In normal cerebral morphogenesis, the first pioneer axons of the corpus callosum cross the midline at about 10 weeks gestation, but the anterior commissure and hippocampal commissure form earlier at 7 weeks; the corpus callosum achieves its mature morphology of its various parts by 115 days 45-47. It is useful, therefore, when viewing the MRI of infants or children with agenesis of the corpus callosum to specifically look also for the anterior commissure; coronal views demonstrated both structures well in the same plane. If the corpus callosum is absent and the anterior commissure present (sometimes hypertrophic because it also contains some aberrant callosal axons), one may infer that the onset of genetic expression or the epigenetic teratogenic influence occurred between 7 and 10 weeks gestation. If both the corpus callosum and the anterior commissure are absent, the pathogenetic insult occurred before 7 weeks gestation 11,44. In partial agenesis of the corpus callosum, further refinement of timing can sometimes be made because normal axonal passage begins in the splenium, earlier than in the genu or rostrum.

The pathogenesis of agenesis of the corpus callosum and anterior commissure also is time-linked. Callosal axons pass through the dorsal part of the lamina terminalis, a transitory embryonic and early fetal structure that forms the rostral wall of the 3rd ventricle and demarcates the telencephalon from diencephalon; anterior commissural axons pass through a somewhat more ventral position in the middle of the lamina terminalis 48. A primitive glial wall exists at the lamina terminalis that must undergo physiological apoptosis to form a bridge for commissural axons to cross the midline. This bridge forms 1-2 days before the first axons traverse. If there is a genetic mutation that does not enable this critical focal apoptosis, callosal axons meet a “brick wall” rather than a bridge at the midline and are prevented from crossing 48,49.

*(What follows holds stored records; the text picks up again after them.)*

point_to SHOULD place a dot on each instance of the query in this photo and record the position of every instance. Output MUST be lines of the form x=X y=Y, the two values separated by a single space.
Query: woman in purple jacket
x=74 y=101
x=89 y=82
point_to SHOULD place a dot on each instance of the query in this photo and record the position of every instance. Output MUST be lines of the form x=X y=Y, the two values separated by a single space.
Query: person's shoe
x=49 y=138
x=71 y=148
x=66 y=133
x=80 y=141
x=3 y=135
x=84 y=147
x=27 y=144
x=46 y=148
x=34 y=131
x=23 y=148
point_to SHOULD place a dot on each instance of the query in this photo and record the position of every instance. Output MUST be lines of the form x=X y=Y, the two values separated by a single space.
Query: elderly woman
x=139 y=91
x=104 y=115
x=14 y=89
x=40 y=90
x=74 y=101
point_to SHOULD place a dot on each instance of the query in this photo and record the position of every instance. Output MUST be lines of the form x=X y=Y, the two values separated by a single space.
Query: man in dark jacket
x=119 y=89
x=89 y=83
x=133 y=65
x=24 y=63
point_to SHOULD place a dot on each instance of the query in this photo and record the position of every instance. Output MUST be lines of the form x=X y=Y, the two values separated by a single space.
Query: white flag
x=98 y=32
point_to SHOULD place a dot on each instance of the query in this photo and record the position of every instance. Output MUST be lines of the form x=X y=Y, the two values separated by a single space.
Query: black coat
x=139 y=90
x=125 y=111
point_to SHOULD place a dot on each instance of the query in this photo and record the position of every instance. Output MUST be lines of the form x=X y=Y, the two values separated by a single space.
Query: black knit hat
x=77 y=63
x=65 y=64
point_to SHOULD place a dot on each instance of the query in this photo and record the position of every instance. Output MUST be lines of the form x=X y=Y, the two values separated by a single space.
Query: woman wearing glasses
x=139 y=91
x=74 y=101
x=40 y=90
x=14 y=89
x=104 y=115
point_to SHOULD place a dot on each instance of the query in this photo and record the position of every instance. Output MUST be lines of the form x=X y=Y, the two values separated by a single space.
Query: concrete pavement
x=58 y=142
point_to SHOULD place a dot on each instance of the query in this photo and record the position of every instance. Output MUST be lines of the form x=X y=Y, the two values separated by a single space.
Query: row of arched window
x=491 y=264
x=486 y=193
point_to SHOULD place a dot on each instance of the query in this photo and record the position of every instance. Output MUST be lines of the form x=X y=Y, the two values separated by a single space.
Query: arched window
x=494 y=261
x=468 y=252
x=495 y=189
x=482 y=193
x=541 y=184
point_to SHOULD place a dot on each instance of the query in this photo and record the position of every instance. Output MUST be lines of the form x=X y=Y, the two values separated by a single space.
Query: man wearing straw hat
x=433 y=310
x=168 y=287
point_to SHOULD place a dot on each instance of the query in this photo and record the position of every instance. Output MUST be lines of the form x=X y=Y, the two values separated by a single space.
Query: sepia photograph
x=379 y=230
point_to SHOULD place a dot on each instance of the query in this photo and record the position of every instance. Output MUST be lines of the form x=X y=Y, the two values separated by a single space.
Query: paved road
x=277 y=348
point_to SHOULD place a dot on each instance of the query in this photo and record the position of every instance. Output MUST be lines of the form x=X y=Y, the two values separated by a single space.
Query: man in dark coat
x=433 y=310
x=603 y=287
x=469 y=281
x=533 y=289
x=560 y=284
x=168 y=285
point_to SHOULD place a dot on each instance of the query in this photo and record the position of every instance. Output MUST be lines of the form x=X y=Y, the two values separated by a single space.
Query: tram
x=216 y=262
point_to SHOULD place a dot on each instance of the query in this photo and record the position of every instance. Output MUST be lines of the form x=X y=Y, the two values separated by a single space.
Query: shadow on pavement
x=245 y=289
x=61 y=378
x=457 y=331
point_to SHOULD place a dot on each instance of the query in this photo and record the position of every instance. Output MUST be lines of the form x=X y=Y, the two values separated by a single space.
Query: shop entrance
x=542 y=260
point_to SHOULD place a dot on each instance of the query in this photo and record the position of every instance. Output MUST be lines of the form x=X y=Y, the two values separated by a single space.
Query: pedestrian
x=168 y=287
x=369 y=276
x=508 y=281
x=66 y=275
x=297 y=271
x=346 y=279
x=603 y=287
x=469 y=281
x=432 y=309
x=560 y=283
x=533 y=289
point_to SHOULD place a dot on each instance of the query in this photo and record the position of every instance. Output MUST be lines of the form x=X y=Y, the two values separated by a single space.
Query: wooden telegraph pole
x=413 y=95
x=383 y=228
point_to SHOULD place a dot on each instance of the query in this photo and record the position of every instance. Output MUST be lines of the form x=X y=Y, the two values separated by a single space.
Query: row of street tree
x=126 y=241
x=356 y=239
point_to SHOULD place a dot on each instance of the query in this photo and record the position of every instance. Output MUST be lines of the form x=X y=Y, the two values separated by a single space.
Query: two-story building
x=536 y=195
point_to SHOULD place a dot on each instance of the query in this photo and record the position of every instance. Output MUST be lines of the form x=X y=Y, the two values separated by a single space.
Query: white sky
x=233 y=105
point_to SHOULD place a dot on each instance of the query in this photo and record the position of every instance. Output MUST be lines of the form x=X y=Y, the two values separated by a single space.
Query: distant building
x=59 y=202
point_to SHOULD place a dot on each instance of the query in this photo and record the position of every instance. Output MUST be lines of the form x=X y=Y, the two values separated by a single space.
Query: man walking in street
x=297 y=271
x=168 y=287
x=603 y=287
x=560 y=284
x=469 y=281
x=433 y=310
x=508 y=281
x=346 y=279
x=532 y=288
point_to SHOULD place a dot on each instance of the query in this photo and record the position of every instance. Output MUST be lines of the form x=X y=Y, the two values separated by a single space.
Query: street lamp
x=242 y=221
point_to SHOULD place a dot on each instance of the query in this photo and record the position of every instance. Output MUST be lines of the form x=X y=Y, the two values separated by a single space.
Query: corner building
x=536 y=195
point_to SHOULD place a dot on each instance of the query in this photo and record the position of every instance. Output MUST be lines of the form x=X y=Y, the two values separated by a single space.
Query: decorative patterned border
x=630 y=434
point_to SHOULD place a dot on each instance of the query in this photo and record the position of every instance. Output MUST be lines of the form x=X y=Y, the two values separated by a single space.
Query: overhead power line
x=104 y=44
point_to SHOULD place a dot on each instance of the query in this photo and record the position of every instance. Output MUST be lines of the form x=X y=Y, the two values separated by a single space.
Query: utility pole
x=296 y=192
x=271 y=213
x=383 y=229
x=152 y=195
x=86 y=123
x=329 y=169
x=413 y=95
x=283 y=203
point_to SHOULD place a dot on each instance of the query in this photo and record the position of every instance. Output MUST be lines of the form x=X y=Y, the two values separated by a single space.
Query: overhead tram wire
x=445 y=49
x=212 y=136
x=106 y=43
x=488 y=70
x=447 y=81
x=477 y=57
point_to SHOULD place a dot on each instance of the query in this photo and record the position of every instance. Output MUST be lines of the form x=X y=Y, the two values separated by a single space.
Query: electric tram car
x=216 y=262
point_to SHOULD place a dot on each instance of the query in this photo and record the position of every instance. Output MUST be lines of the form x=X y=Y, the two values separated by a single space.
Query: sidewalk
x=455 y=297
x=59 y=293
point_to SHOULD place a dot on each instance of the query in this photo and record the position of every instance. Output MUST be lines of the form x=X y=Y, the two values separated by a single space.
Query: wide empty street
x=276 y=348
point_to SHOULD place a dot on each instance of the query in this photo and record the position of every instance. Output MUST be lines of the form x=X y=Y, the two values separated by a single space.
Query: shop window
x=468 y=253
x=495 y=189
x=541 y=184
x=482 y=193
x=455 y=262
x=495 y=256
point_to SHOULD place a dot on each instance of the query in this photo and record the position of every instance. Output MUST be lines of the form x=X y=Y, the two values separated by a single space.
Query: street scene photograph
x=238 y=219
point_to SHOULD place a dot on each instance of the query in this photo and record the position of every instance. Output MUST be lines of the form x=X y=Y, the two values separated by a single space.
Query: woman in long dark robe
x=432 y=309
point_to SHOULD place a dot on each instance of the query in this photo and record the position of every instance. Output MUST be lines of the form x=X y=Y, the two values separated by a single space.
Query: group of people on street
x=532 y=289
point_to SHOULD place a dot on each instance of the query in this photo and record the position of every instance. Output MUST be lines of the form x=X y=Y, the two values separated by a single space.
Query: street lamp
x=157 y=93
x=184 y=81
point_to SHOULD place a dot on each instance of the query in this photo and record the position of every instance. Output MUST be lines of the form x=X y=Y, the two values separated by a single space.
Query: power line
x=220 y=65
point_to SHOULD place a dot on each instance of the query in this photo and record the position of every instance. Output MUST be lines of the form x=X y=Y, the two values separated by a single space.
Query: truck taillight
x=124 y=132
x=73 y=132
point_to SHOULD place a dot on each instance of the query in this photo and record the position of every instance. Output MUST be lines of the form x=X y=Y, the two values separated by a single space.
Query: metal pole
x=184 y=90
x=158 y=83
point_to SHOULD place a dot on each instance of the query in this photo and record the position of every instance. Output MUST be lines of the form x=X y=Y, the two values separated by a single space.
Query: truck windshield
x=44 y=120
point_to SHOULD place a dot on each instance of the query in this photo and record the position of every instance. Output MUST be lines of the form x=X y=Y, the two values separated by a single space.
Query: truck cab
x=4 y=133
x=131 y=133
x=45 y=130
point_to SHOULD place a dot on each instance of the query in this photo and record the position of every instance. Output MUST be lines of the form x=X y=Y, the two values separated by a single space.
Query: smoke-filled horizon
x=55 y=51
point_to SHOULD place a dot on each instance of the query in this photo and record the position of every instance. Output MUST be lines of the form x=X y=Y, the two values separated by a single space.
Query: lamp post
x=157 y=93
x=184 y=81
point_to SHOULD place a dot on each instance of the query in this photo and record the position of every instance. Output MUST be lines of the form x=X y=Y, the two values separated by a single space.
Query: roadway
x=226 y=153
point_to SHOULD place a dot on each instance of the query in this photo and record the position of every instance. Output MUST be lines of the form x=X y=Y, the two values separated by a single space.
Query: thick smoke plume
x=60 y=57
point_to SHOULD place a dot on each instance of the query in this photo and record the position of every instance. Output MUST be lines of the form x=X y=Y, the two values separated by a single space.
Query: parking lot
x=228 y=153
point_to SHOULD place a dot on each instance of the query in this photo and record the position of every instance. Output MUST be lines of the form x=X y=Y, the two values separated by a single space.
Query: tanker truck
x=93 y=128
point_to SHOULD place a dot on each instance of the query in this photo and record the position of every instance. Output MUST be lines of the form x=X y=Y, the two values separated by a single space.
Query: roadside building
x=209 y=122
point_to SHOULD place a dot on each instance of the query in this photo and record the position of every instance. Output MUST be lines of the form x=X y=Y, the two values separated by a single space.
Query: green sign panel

Timing in maturation of individual neurons

Nervous system development is usually thought of as tissue architecture or morphogenesis. However, the maturation of individual neurons also must be considered as precisely timed simultaneous events that must be temporally coordinated for proper neuronal function 50-53. Neuronal maturation from a neuroblast involves much more than assuming the mature morphology of the type of neuron. Initial axonal sprouting precedes the initial growth of dendrites; intermediate filaments to stiffen and preserve the shapes of neurites must form. Some filaments are immature and transitory (e.g. nestin; vimentin) before being co-expressed and eventually replaced by mature filaments (e.g. neurofilaments). The proteins to form microfilaments must first be synthesized before these molecules can be assembled as filaments. Axonal trajectories to nearby or distant synaptic sites are largely guided by extracellular molecules, most of which are secreted by glial cells, for example keratan sulfate which also insulates axonal fascicles and keeps them pure with axons of the same origin using the same transmitter and contacting target neurons at a similar destination, rather than a mixture of axons of different types 54. Some types of neurons never develop axons and form dendro-dendritic synapses; the highest density of these unique neurons is in the thalamus and the olfactory bulb. Some neurons never develop any neurites, either axons or dendrites, and secrete transmitter chemicals into the bloodstream, for example chromaffin cells of the adrenal medulla and carotid body.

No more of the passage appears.